Most Common Sleep Apnea Symptoms

sleep apnea

Sleep Apnea is a health condition where your breathing pauses several times during sleep. High risk factors for developing this condition include obesity, hypertension, hereditary lines, or people with thicker necks (17”+ circumference). Obstruction in the airway passages is typically caused by excessive tissue and muscle. The most common form of treatment is represented by the CPAP use- Continuous Positive Airway Pressure devices.

The CPAP helps keeping the airways open through a constant burst of air. The air is at a set pressure, which is prescribed by your doctor. The doctor will determine the required amount of pressure needed to maintain the airways open, thus preventing collapsing of the airways. Patients who use CPAP treatment for prolonged periods will also experience an improvement in the main signs and symptoms of sleep apnea. Let’s check out the most common sleep apnea symptoms.

The exact type of sleep apnea might be difficult to determine, mainly because the signs and symptoms often times overlap. However, the most common signs of Central and Obstructive Sleep Apnea include the following:

  • Excessively loud snoring- even more prominent in the case of Obstructive Sleep Apnea. The loud snoring is not linked with excessive tiredness when sleep apnea is present.
  • Breathing cessation- breathing stops for a few seconds and even up to 10+ seconds in cases of more severe apnea
  • Shortness of breath, abrupt awakenings – these are more common signs and symptoms for Central Sleep Apnea
  • Dry mouth and sore throat- this happens because sleep apnea patients sleep with their mouth open.
  • Excessive migraines- morning headaches- these happen because the patient could not get enough quality deep sleep (REM sleep)
  • Concentration problems
  • Insomnia- the patient finds it extremely difficult to stay asleep/ or to fall asleep
  • Feelings of irritability / low mood during the day

Types of Apneas

There are three types of Apneas which can be diagnosed:

  1. OSA- Obstructive Sleep Apnea- one of the most common types of Apnea. OSA typically happens when the muscles in your throat relax
  2. CSA – Central Sleep Apnea- CSA happens when the brain is incapable of sending the right signal to your muscles that it is time to take a breath.
  3. Complex Sleep Apnea- the type of disorder when the patient experiences signs and symptoms of both OSA and CSA

It is extremely important to see your doctor if you consider that you might struggle with sleep apnea issues. With the help of the right treatment, your symptoms can become less frequent and you can avoid further health problems (such as heart complications for example).

OSA Risk factors

Obese patients are 5 times more exposed to developing sleep apnea than patients with a normal BMI. In such cases, your breathing is obstructed by the fatty tissues around the soft palate and your throat. Sometimes losing significant weight will improve the symptoms. Then, people who have thicker than regular necks may also struggle with more narrow airways. Men with a neck circumference of 17” (43cm) or more are at risk of developing sleep apnea. Also, women with a neck circumference of 15”+ inches (38cm) are more likely to develop sleep apnea.

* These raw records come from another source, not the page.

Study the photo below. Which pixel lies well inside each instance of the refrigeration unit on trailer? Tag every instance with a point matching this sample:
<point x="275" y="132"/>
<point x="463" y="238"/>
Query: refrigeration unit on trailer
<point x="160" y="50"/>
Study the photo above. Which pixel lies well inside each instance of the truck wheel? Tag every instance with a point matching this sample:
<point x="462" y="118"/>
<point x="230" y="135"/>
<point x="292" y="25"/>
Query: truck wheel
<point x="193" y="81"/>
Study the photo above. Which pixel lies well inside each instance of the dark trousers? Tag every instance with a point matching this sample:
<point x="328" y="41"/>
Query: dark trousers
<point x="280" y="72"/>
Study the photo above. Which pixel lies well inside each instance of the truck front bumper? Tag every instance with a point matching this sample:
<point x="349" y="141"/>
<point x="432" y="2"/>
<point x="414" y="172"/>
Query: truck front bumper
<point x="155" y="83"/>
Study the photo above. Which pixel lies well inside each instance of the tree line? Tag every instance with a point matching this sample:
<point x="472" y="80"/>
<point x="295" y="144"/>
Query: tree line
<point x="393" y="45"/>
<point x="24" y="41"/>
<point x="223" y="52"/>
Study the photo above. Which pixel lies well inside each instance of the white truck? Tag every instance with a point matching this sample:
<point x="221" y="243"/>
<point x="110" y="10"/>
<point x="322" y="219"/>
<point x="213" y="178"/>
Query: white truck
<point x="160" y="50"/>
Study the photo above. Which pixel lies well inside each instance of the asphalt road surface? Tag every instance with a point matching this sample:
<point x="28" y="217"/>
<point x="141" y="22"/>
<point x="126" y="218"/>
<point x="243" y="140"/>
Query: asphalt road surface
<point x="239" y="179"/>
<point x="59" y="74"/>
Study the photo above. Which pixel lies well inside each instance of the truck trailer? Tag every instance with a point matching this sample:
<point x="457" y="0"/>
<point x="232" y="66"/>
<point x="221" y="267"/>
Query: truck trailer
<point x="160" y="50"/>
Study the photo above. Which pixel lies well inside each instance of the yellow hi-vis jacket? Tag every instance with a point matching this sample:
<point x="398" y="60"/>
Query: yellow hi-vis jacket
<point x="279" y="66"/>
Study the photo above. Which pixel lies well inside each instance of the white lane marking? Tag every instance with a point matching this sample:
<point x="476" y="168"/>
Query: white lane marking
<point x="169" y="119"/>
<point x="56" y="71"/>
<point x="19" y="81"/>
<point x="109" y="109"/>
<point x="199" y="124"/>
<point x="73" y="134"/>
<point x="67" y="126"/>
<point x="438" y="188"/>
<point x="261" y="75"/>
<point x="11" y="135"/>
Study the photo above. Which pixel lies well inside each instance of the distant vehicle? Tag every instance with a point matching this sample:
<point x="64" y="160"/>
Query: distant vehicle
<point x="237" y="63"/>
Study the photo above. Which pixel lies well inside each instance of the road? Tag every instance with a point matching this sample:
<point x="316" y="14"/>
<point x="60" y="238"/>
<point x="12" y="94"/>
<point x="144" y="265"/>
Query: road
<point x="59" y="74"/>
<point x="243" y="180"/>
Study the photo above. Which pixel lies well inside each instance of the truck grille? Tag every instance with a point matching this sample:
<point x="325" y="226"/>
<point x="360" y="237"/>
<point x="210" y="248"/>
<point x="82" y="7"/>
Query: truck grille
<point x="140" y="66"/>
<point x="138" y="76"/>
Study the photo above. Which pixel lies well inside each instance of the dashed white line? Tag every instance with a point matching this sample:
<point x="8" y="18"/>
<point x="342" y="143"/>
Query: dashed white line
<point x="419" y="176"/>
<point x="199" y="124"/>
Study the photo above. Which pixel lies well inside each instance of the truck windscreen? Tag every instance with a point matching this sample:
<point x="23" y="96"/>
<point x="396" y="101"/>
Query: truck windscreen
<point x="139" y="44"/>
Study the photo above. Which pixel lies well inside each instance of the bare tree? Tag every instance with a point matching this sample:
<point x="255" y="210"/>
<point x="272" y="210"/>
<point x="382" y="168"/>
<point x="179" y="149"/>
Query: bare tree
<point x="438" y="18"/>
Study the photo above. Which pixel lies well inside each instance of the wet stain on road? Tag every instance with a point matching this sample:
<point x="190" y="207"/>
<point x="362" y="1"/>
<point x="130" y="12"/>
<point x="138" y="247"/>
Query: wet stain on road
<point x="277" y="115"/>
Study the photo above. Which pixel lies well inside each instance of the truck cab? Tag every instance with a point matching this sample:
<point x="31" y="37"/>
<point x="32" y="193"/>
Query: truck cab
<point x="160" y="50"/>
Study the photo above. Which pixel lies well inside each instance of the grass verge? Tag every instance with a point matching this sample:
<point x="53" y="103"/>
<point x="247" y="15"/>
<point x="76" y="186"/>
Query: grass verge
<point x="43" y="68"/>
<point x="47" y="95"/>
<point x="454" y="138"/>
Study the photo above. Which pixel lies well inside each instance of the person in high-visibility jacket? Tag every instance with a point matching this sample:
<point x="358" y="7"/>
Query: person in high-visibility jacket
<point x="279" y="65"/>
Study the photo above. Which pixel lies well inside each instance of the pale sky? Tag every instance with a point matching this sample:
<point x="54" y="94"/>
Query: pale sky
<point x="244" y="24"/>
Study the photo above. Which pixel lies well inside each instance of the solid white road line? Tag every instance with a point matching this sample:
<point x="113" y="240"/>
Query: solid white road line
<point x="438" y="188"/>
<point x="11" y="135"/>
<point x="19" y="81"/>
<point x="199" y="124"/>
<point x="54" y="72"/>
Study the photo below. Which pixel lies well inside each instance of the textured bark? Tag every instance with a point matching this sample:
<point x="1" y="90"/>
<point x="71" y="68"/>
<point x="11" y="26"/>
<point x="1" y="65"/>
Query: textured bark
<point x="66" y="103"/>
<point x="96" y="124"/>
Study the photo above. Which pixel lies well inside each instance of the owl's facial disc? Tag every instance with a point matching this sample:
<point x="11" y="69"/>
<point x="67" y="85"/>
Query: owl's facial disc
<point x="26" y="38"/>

According to research, men are twice more exposed to developing Sleep Apnea than women, and being middle-aged is also a risk factor. Typically, the use of alcohol or tranquilizers will also relax your throat muscles, so you are mostly exposed to developing Apnea conditions. Smokers of course are at higher risk of developing the condition because smoking increases inflammation and also fluid retention in the upper airways. Research suggests that people who give up smoking will also experience an improvement in the quality of their sleep after some time.

Central Sleep Apnea is a more complex disorder than OSA, and some of the risk factors include:

  • Heart complications- patients with congestive heart failure are at higher risk of developing CSA
  • Taking pain medications- narcotic pain medications such as opioids for example increase the risk of CSA (especially methadone)
  • Stroke patients- those who have experienced a stroke are at very high risk of developing CSA or Complex Sleep Apnea (with symptoms from, both OSA and CSA)

There are several complications that may arise from Sleep Apnea. These include excessive daytime fatigue, high blood pressure, Type 2 diabetes, metabolic syndrome, low libido, mood swings followed by anxiety or depression. Don’t let Sleep Apnea take control of your life and interfere with your everyday well-being. Sleep Apnea can be treated with the help of a CPAP or APAP. Following a sleep test, your doctor will prescribe the right course of treatment. He will prescribe the most efficient air pressure that will maintain your airways open, and then you can enjoy a quality, restful night of sleep. CPAP’s can be purchased only based on medical prescription.